In July 2004 on a talk show on Australian TV, Aussie folk icon Paul Kelly did something that most musicians would never have the guts to do: he played a song by The Lovin' Spoonful -- I think it's called "Never Going Back" -- and after one verse he switched to his classic "From St. Kilda to Kings Cross". Of course they fit together perfectly. His comment was "songs come from other songs" -- and maybe that's true for most folk musicians, and maybe that's why it is so easy for so many people to like, but not love, his music. Over 25 years and 20 albums on, Kelly has resorted to reaching to other genres to find relevance.
Foggy Highway is a follow-up of sorts to Smoke, Kelly's 1999 foray into bluegrass with the Melbourne-based bluegrass band, Uncle Bill. On his new disc, Kelly collected individual musicians from around Australia to create The Stormwater Boys -- violin, banjo, mandolin, upright bass -- and the result is a real, authentic bluegrass sound. The twist is Kelly's voice: wry, broad and honest, it cannot help but be bush-tucker, true-blue, ocker-Aussie -- even when trying to ape a bluegrass-country twang. This is an advantage, especially when Kelly reveals his wry, self-deprecating sense of humor. It only happens a few times on this disc, but they're highlights, as on "Stumbling Block": "If I had the balls I'd wrap this thing up in plastic and call it art."
Kelly's best songs have always been vivid, novella-detailed pictures of life in all its moods, with characters famous (Don Bradman) and unknown (Vincent Lingiarri). Well, bluegrass is about storytelling, too, so the marriage seems natural, at first. But except for a few standout tracks, it seems that Kelly has concentrated more on capturing the lonely, pining nature of bluegrass' traditional subjects -- prefiguring the intense loneliness of the moment of death, and what comes after -- than on telling the stories of the songs' characters. This is a mistake, because it subjugates the singer's well-proven strengths to the form.

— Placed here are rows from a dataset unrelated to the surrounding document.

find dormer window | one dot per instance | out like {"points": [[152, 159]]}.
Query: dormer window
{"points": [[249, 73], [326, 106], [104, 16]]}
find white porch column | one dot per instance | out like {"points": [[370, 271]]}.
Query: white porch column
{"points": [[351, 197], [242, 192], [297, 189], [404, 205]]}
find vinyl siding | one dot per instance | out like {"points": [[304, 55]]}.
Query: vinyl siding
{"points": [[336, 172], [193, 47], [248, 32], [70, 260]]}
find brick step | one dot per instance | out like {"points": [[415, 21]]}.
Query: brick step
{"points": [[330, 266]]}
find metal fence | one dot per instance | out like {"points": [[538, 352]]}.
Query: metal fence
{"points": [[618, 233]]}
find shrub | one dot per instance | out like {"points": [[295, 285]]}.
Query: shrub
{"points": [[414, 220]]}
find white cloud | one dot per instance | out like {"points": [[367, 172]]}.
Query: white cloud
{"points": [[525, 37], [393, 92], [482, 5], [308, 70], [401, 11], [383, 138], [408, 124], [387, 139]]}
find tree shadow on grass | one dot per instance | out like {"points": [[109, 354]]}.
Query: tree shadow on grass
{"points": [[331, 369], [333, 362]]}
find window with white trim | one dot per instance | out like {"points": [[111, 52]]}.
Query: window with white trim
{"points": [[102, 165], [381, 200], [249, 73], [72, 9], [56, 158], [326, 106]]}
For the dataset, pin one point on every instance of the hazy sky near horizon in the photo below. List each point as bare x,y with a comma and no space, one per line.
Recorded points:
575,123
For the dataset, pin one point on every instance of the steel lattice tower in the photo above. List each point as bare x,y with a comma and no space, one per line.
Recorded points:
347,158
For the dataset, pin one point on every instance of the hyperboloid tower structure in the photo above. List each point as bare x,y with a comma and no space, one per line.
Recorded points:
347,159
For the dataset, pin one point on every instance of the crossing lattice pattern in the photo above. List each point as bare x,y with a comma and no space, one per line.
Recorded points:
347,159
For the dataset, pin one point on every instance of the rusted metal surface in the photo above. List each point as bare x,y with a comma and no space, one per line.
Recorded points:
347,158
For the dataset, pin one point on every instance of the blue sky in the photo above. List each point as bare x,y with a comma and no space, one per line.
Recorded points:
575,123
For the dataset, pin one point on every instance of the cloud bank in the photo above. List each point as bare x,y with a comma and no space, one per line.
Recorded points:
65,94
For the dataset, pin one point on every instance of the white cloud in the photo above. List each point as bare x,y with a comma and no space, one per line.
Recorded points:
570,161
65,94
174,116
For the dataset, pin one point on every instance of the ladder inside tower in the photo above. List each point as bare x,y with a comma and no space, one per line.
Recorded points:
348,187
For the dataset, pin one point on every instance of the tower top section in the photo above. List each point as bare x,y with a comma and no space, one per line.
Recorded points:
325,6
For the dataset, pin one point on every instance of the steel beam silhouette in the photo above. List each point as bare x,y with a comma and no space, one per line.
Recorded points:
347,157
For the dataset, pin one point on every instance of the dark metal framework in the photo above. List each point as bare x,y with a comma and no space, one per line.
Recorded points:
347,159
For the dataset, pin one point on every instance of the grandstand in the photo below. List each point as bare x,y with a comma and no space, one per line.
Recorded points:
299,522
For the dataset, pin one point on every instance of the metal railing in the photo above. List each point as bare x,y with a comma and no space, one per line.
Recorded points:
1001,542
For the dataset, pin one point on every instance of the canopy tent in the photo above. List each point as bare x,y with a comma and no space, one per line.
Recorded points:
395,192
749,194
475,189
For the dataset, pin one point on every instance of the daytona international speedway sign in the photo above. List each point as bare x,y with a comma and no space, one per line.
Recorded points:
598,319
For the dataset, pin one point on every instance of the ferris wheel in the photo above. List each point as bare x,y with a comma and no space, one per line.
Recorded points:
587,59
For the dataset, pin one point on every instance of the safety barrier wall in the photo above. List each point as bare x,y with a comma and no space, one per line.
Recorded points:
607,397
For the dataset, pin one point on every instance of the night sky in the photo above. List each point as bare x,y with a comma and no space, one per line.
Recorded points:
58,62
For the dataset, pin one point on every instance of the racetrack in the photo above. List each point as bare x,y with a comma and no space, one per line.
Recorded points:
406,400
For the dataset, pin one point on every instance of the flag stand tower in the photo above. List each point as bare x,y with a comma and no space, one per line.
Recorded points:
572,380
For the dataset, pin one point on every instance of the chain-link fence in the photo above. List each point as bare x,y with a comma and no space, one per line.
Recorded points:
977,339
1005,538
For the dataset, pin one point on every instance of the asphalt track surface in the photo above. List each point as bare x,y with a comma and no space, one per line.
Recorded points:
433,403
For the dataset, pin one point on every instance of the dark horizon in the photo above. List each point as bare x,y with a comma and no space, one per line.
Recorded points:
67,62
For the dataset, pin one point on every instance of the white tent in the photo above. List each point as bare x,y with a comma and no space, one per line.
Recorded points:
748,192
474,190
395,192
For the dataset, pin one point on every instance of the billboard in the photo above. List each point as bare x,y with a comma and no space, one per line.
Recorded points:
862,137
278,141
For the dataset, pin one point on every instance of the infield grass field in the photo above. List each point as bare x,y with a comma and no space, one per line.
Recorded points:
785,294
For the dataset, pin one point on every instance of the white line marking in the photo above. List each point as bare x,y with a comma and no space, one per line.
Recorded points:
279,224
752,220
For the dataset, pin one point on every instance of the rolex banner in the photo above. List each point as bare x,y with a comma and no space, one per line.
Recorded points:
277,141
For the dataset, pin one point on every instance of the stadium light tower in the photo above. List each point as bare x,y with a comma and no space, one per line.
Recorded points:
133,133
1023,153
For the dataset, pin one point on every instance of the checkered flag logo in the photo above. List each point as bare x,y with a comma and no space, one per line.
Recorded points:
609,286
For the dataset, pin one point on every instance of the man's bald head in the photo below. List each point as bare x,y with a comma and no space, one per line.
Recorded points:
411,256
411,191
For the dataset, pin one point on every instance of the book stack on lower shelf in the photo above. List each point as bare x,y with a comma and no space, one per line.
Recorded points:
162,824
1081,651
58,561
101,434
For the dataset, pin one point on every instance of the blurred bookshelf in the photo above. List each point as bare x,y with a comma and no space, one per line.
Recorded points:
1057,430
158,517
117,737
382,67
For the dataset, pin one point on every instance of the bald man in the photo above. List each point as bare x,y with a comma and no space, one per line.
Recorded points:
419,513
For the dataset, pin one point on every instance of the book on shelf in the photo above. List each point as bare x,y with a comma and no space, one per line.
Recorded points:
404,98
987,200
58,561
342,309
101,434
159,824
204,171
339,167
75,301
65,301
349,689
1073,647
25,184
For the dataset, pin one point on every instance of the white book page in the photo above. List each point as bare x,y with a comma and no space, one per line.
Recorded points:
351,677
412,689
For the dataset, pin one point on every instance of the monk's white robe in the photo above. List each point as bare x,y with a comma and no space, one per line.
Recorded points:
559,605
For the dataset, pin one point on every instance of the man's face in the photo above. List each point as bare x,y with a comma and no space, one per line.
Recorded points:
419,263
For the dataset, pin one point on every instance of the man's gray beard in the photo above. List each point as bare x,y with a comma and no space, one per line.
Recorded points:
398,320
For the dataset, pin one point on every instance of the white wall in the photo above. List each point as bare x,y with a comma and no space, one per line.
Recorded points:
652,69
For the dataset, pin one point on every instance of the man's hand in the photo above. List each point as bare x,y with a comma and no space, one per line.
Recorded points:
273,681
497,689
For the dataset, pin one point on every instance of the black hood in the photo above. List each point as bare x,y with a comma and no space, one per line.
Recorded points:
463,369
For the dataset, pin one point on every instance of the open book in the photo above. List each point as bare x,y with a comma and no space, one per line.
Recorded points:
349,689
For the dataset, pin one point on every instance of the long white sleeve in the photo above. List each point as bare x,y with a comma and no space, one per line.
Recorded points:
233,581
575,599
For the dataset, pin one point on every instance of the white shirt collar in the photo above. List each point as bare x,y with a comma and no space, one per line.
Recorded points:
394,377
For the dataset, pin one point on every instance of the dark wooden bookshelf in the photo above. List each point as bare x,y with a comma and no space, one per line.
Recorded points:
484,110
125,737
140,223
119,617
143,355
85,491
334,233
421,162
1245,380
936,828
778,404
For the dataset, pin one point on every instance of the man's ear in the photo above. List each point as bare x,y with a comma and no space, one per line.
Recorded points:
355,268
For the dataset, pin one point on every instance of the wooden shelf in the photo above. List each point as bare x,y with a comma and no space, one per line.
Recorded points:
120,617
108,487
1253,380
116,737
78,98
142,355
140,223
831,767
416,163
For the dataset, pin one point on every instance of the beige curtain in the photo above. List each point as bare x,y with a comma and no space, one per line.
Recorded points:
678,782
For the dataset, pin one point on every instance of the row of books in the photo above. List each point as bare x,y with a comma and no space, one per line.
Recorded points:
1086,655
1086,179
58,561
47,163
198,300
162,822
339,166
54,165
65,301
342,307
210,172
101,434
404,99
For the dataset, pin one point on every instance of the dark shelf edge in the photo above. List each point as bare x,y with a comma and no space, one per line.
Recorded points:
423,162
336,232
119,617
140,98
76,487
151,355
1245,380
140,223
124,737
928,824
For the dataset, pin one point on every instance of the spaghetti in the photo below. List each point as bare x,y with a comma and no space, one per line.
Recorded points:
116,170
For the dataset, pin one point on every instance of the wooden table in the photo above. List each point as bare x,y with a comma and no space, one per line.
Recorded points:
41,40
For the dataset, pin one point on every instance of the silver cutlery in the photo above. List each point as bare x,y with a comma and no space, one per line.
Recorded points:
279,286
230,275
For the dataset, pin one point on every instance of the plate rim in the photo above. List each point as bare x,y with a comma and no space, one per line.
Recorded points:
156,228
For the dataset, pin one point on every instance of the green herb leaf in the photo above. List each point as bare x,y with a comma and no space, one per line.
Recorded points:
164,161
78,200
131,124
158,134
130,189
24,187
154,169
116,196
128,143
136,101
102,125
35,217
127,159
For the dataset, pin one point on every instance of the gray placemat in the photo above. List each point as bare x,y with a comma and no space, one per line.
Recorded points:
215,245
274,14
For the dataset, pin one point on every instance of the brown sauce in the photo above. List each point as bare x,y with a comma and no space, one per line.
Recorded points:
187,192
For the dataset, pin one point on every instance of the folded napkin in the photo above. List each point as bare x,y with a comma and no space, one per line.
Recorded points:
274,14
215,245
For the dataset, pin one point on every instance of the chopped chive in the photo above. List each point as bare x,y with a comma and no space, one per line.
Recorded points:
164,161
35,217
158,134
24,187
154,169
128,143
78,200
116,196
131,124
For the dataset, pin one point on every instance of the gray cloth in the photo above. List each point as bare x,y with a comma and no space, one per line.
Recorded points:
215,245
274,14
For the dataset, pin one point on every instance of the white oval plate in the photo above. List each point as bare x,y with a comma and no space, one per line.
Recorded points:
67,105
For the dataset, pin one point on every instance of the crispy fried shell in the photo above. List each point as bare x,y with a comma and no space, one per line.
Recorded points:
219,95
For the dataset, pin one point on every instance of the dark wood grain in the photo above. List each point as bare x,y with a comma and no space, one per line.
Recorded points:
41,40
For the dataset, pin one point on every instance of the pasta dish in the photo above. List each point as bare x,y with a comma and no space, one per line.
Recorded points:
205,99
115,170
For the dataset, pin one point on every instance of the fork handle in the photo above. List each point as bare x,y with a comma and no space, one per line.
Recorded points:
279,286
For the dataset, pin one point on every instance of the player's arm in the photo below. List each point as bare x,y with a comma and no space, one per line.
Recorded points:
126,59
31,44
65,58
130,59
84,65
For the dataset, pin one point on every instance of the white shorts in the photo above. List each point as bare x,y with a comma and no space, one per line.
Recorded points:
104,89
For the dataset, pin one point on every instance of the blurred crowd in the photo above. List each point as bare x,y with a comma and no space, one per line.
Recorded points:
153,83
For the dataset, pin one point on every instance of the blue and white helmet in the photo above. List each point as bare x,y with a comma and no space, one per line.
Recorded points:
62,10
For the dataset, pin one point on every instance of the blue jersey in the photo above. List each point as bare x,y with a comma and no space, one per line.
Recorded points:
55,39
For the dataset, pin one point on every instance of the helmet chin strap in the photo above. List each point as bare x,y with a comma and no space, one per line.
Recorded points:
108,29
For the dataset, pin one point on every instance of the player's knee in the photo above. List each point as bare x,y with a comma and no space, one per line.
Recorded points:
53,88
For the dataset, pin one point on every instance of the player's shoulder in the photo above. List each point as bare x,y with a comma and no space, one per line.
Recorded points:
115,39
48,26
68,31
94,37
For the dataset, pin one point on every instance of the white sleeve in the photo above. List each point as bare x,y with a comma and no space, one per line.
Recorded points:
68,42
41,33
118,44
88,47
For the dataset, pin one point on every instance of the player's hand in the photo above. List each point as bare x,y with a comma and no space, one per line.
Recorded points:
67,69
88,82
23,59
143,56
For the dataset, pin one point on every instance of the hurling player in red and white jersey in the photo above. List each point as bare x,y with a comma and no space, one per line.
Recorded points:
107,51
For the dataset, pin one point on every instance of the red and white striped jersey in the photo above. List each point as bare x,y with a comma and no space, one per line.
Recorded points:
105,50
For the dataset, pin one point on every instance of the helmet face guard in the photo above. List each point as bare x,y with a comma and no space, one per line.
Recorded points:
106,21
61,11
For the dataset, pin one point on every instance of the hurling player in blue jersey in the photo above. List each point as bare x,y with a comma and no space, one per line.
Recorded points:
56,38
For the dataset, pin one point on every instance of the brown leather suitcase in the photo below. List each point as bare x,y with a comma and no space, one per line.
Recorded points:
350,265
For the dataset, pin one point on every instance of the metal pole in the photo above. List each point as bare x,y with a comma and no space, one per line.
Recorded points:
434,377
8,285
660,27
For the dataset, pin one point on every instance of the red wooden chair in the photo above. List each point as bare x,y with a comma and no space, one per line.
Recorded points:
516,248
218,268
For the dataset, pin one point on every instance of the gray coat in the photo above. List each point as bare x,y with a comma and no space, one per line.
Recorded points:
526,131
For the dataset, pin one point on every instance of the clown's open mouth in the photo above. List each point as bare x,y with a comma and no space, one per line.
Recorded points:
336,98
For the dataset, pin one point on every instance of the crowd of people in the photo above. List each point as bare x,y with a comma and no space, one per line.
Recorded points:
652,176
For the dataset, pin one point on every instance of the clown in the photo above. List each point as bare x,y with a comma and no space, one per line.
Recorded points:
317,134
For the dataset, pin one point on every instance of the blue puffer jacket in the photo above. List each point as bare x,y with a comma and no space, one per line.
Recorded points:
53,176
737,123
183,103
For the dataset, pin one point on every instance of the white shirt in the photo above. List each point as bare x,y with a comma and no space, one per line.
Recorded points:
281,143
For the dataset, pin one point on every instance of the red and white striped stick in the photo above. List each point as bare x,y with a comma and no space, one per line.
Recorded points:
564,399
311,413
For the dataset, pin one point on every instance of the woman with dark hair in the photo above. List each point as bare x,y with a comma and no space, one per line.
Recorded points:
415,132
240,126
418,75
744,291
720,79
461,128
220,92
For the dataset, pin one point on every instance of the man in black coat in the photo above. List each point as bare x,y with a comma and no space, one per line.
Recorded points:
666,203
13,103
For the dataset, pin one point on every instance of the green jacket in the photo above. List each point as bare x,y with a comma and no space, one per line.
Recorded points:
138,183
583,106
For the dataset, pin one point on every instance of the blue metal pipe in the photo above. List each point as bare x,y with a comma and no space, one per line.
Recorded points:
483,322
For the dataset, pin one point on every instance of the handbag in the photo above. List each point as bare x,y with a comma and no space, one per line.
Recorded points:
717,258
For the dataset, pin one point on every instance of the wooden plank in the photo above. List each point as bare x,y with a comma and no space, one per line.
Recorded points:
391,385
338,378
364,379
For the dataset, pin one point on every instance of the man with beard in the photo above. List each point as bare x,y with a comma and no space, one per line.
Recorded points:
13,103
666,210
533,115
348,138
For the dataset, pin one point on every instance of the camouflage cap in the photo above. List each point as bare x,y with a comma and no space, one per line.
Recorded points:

One exception is "They Thought I Was Asleep", which tells of a boy overhearing an argument between his parents on the car ride home one evening. The only time on the album that Kelly's natural storytelling ability is paired perfectly with the traditional banjo and harmonica accompaniment. Elsewhere, as on "Foggy Highway" and "You're Learning" (featuring the Australian country darling Kasey Chambers on raw backup vocals), we're left with little of the vivacious imagery that makes Kelly classics "To Her Door", or "Roll on Summer" memorable.
In the end, Kelly has made an album that fails to cross over from bluegrass to capture the average Paul Kelly listener. He's made a solid record with good musicians and tight arrangements, but he's done it largely by discarding what it is has made him so appealing over the years.